Sie als Arbeitgeber müssen prüfen, ob die geltenden gesetzlichen Verdienstgrenzen nicht überschritten werden oder ob gegebenenfalls Anpassungen im Arbeitsvertrag oder der zu leistenden Arbeitsstunden notwendig sind.
Sollten Sie Mitarbeiter beschäftigen, die den Mindestlohn erhalten, dürfen ihre Mitarbeiter maximal 43 Arbeitsstunden (603 Euro : 13,90 Euro = 43,38 Stunden) im Monat arbeiten, damit weiterhin eine geringfügige Beschäftigung besteht.
Wird die Zahlung des Mindestlohns missachtet, droht ein Bußgeld sowie eine Nachzahlung von Sozialversicherungsbeiträgen. Wir möchten Ihnen insoweit ans Herz legen, die bestehenden Arbeitsverträge und Stundenvereinbarungen mit Ihren Mitarbeitern zu überprüfen.
Wird die Minijob-Verdienstgrenze überschritten, liegt keine geringfügige Beschäftigung mehr vor und es handelt sich um eine sozialversicherungspflichtige Beschäftigung. Möchten Sie ihren Mitarbeitern trotzdem gerne mehr als den Mindestlohn zahlen und eine Stundenreduzierung ist nicht möglich, haben Sie keine Angst vor sprunghaft höheren Lohnnebenkosten. Durch die Pauschalierung von Sozialversicherungsbeiträgen für Gehälter bis EUR 2.000,00 werden für Arbeitgeber Anreize geschaffen. Die 2.000€-Grenze ist gleichgeblieben.

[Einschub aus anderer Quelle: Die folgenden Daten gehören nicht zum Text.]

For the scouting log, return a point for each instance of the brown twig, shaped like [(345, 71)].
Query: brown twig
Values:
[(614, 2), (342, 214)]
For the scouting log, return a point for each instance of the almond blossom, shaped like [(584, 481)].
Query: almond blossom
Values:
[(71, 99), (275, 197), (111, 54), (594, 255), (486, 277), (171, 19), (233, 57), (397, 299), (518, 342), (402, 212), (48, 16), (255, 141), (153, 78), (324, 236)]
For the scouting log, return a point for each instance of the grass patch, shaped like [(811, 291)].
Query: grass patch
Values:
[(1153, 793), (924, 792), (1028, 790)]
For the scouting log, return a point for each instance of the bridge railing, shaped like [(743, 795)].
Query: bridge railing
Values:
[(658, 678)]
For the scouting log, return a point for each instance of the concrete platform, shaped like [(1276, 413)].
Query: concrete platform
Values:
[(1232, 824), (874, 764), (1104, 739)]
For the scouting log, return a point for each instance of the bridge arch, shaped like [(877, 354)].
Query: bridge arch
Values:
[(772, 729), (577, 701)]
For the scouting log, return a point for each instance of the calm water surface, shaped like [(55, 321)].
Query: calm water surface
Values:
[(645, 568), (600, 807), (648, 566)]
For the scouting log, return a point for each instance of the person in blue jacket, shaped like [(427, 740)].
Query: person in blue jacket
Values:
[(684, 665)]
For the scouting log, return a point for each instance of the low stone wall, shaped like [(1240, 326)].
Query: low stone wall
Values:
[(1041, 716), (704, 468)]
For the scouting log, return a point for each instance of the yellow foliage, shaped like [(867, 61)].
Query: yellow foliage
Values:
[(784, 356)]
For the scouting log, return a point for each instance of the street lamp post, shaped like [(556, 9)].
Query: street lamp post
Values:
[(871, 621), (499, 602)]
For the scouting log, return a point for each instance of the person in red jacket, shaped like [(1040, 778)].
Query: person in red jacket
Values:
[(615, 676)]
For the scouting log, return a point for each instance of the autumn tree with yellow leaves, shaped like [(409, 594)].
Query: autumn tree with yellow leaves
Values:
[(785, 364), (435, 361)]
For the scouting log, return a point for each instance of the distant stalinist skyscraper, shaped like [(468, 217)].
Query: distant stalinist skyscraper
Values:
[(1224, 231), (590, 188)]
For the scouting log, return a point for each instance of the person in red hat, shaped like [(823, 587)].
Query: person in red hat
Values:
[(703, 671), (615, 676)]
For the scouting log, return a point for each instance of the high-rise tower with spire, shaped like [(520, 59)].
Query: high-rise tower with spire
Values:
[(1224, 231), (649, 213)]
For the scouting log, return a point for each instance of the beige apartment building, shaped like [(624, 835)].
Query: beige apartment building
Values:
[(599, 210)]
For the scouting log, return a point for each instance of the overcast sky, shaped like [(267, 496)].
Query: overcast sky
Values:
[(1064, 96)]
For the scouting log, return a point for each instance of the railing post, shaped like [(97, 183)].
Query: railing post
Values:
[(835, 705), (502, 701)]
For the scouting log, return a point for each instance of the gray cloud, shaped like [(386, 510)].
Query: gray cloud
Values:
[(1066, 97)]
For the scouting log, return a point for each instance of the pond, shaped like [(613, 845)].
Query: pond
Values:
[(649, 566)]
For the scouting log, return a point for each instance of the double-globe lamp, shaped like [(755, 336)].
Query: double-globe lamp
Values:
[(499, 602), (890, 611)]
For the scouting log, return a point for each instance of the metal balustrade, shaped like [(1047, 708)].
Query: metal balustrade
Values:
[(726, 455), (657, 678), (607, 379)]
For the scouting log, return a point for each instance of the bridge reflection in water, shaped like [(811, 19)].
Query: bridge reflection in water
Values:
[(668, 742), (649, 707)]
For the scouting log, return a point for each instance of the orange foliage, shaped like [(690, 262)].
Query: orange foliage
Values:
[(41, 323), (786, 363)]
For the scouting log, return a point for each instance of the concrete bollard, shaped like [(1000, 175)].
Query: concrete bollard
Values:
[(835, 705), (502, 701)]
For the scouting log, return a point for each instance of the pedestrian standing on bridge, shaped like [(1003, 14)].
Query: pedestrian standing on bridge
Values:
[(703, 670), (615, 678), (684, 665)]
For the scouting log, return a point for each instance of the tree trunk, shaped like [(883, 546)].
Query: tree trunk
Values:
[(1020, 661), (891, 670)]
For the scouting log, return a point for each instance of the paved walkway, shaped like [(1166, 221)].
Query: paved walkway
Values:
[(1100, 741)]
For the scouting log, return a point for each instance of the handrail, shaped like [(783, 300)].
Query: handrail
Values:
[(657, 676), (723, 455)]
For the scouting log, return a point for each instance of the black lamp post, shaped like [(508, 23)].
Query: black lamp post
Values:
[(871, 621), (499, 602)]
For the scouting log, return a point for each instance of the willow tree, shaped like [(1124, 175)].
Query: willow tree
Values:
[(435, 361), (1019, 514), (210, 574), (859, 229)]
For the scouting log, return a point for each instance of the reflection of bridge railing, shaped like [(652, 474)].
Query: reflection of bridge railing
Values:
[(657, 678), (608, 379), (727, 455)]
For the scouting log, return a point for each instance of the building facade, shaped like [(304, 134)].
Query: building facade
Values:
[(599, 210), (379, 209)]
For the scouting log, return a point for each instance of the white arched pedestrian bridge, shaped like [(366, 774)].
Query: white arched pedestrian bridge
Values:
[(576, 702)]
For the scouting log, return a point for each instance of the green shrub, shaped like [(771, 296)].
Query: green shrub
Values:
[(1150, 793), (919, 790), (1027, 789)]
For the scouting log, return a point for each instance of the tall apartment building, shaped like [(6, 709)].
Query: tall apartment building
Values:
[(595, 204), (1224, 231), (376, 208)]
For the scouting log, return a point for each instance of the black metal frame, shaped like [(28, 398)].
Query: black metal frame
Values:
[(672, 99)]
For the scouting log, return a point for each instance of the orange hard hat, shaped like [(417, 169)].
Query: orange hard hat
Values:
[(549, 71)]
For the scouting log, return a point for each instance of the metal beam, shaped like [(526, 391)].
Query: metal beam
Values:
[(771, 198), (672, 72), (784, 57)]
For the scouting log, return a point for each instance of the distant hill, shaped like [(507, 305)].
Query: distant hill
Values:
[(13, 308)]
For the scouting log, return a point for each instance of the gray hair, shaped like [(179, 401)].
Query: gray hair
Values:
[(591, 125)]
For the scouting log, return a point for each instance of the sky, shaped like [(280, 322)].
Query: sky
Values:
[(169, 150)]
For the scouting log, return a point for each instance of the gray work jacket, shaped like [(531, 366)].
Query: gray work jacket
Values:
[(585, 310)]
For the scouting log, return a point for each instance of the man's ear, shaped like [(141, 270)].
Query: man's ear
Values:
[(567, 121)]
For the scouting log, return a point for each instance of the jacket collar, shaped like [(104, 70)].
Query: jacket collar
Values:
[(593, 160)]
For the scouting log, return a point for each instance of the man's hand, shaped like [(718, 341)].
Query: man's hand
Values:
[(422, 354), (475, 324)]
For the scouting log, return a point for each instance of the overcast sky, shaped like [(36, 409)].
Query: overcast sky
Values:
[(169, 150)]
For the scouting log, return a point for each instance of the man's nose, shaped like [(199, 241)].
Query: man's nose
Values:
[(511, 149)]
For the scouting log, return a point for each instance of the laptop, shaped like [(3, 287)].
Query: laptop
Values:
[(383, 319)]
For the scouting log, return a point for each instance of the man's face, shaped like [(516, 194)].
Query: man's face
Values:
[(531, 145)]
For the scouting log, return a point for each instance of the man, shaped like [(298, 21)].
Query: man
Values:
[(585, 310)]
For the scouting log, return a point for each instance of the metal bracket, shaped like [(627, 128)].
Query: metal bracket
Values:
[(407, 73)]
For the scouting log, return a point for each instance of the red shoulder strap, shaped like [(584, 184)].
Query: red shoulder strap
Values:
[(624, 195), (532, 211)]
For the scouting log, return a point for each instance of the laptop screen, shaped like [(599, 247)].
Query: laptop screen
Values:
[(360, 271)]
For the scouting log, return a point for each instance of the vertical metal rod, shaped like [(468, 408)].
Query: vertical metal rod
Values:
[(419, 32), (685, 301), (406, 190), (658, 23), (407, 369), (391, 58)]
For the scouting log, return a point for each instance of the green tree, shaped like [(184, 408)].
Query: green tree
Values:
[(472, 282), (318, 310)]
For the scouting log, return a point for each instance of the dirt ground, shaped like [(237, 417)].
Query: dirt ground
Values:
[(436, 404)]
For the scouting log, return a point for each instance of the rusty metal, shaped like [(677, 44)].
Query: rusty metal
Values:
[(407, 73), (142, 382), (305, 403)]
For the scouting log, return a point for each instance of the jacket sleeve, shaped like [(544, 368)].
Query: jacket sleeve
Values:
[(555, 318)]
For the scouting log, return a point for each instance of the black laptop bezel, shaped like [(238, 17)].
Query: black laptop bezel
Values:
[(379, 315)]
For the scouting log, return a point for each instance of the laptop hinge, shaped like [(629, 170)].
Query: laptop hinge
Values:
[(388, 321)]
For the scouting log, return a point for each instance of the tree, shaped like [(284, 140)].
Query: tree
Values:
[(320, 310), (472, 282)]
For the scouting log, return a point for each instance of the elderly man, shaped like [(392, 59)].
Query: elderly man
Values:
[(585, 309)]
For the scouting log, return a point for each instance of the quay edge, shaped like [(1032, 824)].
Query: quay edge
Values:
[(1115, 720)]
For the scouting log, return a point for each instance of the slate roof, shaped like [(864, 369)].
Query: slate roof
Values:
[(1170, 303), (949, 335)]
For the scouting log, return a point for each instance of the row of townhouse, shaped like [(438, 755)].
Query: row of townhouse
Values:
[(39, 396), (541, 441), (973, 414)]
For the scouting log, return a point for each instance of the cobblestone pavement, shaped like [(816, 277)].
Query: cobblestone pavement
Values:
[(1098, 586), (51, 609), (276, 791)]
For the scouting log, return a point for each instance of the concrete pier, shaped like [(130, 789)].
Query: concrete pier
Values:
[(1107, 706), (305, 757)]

Bitte beachten Sie, dass Sie als Arbeitgeber in jedem Fall die Dokumentationspflichten bei Minijobbern beachten müssen. Im Personalfragebogen muss abgefragt werden, ob noch eine Beschäftigung oder ein weiterer Minijob vorliegt. Sollten die Arbeitsstunden nicht korrekt aufgezeichnet sein, drohen bei einer Betriebsprüfung Bußgelder.